The previous government committed Japan to abandoning nuclear power over the next 20 years after the tsunami and earthquake set off the Fukushima nuclear power station crisis, the worst Japan has encountered since the atomic bomb attacks which ended World War 2.
Mr Abe and some of his ministers have been making mutterings about a possible change (kite flying as they say in politics), but opposition from Japanese voters to nuclear power has grown in the past two years and there are still weekly protests in Tokyo.
All but two of Japan’s 50 nuclear plants remain closed in the wake of the Fukushima Daiichi nuclear disaster following the March 2011 earthquake and tsunami (many were closed for normal maintenance inspections by local governments who then have refused them permission to re-open).
Japan has been importing more coal, LNG and oil to make up for the loss of energy from the nuclear power stations. Australian LNG exporters are among those to benefit.
The LDP has given cautious support to the reopening those reactors that meet safety concern.
Japanese regulators are currently evaluating applications to restart 12 reactors at six nuclear facilities, with a reactor run by Shikoku Electric Power Co the first test next month. Tokyo media reports yesterday said that securing agreement from some local governments may be difficult.
Any move to restart the closed stations would take years, so investors in Australian uranium companies shouldn’t get their hopes up too quickly.
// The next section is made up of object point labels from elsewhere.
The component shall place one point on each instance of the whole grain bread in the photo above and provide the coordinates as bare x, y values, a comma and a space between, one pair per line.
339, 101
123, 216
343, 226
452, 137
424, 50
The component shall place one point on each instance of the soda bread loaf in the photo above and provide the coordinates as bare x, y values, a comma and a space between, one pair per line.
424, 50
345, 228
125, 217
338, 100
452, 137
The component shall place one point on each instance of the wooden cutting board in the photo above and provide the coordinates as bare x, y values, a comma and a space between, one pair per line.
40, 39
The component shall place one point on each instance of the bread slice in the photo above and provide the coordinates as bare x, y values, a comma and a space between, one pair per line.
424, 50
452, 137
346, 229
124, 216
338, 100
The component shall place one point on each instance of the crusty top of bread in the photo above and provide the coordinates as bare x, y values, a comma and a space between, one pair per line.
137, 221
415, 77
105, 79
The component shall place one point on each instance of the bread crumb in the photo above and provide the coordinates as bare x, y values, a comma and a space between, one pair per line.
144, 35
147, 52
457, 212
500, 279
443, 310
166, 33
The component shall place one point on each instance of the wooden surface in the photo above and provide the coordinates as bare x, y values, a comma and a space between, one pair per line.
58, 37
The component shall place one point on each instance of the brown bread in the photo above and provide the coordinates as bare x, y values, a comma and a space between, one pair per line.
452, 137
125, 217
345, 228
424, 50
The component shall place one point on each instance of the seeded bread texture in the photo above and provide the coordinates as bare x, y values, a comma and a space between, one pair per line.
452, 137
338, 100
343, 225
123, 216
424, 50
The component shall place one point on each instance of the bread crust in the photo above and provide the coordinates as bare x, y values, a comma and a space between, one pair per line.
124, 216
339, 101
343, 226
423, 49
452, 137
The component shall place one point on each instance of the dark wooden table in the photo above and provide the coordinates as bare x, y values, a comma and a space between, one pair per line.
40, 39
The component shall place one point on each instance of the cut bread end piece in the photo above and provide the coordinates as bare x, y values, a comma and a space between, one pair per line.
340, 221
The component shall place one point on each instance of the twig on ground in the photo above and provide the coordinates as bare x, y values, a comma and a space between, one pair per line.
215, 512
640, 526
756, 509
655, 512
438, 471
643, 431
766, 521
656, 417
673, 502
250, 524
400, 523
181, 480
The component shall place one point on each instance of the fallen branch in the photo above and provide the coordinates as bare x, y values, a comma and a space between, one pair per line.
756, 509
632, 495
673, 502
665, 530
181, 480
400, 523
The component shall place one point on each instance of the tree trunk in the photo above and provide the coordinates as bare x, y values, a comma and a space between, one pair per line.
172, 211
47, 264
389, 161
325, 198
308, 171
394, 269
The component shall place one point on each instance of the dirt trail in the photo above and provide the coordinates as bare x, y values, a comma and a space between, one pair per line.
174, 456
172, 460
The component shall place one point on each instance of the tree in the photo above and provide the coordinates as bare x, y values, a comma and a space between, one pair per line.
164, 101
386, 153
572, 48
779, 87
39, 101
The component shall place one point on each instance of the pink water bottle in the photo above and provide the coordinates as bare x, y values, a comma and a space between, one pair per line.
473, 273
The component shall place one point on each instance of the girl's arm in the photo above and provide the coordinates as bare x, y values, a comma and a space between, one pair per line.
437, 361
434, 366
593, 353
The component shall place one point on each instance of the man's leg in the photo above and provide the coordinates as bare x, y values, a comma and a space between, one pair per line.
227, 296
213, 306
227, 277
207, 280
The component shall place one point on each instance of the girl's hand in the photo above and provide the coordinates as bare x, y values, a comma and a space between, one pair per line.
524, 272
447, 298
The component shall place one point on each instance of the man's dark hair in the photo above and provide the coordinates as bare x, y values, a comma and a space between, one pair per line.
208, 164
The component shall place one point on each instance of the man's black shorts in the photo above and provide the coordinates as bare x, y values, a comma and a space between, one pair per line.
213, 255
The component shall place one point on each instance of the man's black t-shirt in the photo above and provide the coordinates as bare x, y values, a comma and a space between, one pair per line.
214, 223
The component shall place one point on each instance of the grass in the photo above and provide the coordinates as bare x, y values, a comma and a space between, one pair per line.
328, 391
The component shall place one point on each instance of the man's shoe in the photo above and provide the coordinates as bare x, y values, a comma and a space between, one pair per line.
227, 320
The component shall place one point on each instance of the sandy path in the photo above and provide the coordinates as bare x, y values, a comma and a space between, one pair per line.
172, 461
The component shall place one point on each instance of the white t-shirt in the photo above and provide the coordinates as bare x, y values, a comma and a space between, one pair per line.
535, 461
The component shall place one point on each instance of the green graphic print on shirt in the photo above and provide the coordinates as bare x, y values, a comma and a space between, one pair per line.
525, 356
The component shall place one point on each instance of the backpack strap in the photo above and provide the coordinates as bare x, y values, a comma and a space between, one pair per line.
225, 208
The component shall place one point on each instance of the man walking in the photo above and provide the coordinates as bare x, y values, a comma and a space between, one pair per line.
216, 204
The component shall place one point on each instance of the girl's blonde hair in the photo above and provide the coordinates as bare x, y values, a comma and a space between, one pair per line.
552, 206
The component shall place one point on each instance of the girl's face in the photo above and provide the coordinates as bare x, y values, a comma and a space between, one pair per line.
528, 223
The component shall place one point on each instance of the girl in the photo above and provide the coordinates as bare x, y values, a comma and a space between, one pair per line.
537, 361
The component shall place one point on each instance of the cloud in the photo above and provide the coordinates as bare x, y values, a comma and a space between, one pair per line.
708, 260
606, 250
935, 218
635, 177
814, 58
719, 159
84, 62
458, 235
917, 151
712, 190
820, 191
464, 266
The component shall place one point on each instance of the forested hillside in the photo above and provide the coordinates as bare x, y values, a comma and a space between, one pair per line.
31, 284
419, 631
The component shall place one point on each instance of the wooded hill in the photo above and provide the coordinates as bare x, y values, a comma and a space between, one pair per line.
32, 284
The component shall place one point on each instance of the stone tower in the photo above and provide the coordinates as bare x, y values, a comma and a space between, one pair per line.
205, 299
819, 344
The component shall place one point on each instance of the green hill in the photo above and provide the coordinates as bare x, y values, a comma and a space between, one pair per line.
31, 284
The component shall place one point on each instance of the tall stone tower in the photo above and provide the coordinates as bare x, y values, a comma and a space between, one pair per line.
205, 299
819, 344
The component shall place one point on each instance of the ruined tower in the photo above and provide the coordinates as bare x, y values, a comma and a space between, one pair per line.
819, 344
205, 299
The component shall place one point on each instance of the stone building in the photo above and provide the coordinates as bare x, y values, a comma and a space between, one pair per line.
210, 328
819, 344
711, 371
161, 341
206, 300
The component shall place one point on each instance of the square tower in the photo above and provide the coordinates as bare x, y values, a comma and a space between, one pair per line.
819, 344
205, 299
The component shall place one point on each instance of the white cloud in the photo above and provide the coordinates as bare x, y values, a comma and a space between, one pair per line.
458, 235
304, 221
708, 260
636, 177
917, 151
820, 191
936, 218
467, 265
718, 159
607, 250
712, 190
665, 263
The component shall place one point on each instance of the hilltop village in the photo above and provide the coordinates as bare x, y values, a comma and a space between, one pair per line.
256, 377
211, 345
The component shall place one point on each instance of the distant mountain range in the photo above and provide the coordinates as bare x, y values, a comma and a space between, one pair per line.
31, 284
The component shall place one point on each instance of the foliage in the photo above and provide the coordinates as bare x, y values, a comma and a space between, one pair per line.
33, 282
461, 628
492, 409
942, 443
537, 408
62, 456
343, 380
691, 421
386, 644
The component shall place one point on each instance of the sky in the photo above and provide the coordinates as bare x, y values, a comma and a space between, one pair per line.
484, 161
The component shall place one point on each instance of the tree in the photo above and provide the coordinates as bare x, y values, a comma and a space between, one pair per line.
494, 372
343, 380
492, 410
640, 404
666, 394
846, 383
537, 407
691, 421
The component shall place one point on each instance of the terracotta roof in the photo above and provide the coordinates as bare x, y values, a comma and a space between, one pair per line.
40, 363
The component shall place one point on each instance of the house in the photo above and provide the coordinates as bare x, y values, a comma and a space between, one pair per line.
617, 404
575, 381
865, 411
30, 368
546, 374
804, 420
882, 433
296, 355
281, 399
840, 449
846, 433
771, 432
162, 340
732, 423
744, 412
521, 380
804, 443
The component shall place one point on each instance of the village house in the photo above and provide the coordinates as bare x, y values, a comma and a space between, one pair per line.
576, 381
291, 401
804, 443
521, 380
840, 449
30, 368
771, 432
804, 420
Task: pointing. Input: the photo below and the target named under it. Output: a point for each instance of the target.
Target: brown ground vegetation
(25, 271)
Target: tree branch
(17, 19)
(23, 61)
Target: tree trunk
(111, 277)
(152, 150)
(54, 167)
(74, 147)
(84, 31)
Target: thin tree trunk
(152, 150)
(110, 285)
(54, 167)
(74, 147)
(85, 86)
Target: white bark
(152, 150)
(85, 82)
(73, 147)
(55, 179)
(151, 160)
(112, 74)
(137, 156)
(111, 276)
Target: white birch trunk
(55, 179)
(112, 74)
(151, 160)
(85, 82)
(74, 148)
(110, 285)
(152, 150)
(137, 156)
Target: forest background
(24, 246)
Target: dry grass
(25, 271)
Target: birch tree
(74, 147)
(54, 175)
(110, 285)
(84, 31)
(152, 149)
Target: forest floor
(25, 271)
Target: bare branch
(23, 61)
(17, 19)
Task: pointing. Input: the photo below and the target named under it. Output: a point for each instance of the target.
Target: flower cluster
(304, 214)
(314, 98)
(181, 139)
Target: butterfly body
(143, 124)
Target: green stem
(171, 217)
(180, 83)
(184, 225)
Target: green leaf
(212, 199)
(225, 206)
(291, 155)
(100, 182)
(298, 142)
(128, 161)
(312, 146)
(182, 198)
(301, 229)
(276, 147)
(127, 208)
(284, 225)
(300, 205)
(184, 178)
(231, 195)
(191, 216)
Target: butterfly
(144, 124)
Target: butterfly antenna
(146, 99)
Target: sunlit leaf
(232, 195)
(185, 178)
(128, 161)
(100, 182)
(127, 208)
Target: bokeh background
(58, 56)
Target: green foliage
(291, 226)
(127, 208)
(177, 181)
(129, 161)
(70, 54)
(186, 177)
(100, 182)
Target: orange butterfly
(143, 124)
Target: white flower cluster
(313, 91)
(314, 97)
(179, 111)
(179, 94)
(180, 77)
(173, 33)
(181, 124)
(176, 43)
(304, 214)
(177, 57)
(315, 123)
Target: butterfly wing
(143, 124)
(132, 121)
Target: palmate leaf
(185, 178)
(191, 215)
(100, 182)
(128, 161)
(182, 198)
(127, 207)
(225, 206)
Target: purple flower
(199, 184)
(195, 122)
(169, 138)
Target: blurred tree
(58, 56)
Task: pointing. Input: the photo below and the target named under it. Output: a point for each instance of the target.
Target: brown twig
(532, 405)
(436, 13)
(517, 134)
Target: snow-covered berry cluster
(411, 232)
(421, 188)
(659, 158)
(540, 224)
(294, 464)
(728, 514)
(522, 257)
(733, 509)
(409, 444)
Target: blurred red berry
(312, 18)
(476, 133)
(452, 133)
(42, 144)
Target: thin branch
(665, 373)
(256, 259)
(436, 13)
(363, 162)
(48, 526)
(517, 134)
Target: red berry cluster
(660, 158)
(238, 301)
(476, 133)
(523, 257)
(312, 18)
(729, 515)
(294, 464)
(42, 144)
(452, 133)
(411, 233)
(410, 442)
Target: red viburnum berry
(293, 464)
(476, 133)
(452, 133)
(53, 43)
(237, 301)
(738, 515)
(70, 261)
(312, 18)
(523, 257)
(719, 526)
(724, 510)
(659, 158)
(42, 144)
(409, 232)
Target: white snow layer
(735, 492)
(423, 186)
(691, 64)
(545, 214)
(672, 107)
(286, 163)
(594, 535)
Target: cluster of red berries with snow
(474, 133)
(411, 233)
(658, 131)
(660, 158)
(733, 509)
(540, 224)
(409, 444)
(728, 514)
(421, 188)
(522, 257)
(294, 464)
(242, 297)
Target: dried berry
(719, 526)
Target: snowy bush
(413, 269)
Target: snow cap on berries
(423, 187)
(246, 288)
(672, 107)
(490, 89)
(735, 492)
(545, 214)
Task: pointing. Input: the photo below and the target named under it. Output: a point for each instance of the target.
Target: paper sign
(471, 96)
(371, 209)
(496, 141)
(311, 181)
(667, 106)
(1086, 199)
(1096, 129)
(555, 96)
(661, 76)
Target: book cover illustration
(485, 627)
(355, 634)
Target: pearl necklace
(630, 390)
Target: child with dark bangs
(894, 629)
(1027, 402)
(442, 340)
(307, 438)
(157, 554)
There’s still a way to go.
Interestingly, India thinks the win may hasten its move to buy nuclear technology from Japan for its program of new power stations. The two countries agreed in May to accelerate talks on India buying Japanese nuclear power technology. The talks started three years ago but were halted by the Fukushima crisis.
Other moves to watch from the Abe government include decisions on a GST (sales tax) increase next year, cutting the corporate tax rate, changing labour laws and regulations and social welfare spending reforms.
The big overwhelming problem is the country’s huge debt burden of more than 200% of GDP, which is being ignored in the current spending push, but which will come back to haunt the government should the economy slow or not grow as fast as wanted, or the lDP oppose some of the Prime Minster’s reform ideas.